Many scholars think so, especially those trotted out by the Discovery Channel, PBS, etc. A lot of scholars disagree, and for good reasons, but that isn’t as media-sexy.
Here’s a good article on recent re-consideration of the “earliness” of Thomas. It’s by Nick Perrin of Wheaton College, whom I know. Nick spoke as part of a lecture series I coordinated in Bellingham, WA a couple years ago on this topic. The article is a bit technical, but I think non-specialists in biblical studies will follow it. I post it since there is so much paleobabble surrounding the Gospel of Thomas. You all ought to know that it’s not so neat a picture as the popular media would have it.
The article by Nick Perrin is interesting. But in truth it is merely a summary of research, reflecting its origins as a paper given as an address. I think to be happy with the thesis made, we would need to see all the supporting evidence.
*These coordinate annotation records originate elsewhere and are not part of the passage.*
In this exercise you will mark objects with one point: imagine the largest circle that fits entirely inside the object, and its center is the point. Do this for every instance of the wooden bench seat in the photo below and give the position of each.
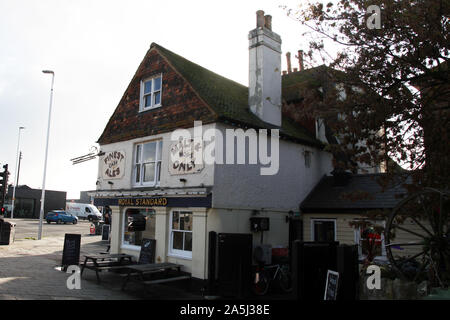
(167, 280)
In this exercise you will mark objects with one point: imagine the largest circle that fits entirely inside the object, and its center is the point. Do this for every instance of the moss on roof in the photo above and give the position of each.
(229, 99)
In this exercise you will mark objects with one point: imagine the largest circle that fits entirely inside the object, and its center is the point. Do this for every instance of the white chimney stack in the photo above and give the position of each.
(265, 71)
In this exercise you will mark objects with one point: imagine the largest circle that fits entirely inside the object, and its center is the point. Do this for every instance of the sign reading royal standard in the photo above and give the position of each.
(143, 202)
(199, 202)
(113, 165)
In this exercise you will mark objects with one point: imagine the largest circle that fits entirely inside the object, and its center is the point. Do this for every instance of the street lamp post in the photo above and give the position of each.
(16, 177)
(41, 213)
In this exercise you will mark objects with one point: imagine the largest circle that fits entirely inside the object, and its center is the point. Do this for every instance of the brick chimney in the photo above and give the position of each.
(264, 87)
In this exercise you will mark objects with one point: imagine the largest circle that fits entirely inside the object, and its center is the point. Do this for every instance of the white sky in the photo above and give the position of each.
(95, 47)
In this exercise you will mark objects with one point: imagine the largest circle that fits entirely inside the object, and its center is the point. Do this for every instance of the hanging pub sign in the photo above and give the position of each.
(113, 165)
(186, 156)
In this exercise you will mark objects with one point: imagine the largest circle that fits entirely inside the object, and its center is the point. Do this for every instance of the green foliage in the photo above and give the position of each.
(396, 83)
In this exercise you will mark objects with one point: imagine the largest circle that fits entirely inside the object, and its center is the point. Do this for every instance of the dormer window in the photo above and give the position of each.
(151, 93)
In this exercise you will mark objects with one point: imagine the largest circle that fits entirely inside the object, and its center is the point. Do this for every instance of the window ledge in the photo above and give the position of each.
(130, 247)
(149, 109)
(174, 255)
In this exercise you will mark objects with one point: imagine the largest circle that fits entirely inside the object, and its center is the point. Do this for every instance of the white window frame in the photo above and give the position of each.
(142, 106)
(326, 220)
(122, 231)
(383, 256)
(180, 253)
(308, 158)
(158, 159)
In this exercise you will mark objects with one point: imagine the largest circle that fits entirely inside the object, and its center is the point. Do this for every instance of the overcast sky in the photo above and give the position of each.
(95, 47)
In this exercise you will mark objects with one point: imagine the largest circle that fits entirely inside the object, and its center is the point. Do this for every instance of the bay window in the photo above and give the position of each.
(138, 224)
(181, 234)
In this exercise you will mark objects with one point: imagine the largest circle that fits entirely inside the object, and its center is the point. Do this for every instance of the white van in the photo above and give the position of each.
(83, 211)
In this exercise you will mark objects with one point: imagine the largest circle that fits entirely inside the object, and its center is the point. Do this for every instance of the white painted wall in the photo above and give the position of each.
(242, 186)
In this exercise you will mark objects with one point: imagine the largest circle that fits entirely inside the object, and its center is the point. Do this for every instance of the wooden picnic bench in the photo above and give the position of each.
(141, 270)
(100, 262)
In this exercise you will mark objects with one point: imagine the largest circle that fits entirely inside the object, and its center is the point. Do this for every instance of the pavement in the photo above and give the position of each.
(28, 228)
(29, 270)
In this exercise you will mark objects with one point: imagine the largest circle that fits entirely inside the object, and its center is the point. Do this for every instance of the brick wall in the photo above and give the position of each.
(180, 105)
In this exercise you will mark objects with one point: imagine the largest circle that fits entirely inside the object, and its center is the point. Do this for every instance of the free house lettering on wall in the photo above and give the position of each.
(182, 157)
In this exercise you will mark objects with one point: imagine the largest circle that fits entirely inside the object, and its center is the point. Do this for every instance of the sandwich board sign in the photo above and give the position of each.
(331, 286)
(71, 250)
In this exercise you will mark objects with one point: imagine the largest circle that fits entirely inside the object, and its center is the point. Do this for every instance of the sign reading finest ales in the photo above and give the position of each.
(113, 165)
(138, 202)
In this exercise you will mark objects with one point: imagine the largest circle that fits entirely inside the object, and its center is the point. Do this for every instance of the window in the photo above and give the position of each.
(150, 93)
(370, 240)
(147, 163)
(181, 234)
(307, 159)
(323, 230)
(138, 224)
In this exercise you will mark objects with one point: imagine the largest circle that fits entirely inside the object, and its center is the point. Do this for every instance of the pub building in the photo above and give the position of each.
(156, 189)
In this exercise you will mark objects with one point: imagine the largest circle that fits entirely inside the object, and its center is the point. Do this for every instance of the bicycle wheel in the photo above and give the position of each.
(261, 284)
(285, 280)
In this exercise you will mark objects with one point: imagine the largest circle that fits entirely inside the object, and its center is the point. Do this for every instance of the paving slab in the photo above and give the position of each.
(30, 270)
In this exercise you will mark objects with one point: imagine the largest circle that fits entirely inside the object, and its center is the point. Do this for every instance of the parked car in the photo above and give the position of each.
(83, 211)
(61, 217)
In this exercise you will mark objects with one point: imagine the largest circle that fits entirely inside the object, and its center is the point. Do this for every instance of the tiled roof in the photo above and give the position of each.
(328, 196)
(229, 99)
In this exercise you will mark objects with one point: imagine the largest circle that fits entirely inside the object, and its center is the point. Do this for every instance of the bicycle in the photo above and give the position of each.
(265, 275)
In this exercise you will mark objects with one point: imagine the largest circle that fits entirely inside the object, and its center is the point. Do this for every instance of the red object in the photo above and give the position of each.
(92, 229)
Bits of this paper make me feel unhappy with the argument.
The first bit to do this appears on p.69, where a table of Matt. 8:20 with its version in the GoT and the Diatessaron appears. This is given to show that the GoT agrees with the Diatessaron. But … the table is in English! We need, instead, the original languages, albeit with an English gloss. I feel deeply uneasy relying on quite as many layers of translation as this table must involve!
The general argument seems to be that there are more “link words” between the sayings if we translate the text into Syriac than if we do into Greek, or in the Coptic. The reason is that the same Syriac word may represent more than one word in Coptic, thereby creating links not visible in the other two languages. Likewise the fact that in Syriac families of words all derive from one tri-literal root naturally creates links that won’t exist in other languages.
But … won’t the same apply to every translation into Syriac? I’d like to see a control test; look at one of Chrysostom’s sermons, extant in Greek, and its Syriac version, and see if exactly the same thing happens, and how often. It seems to me that it must do. Because, after all, both things are features to the language. If so, the statistics quoted may be simply meaningless, unless adjusted for a possible general feature.
The other issue that will come to mind is to ask why the Diatessaron is not, then, using GoT? If the latter was composed in Edessa (? why?), surely such a thing is likely? We’re not told this.
In my bones, the paper feels forced. It feels clever rather than convincing.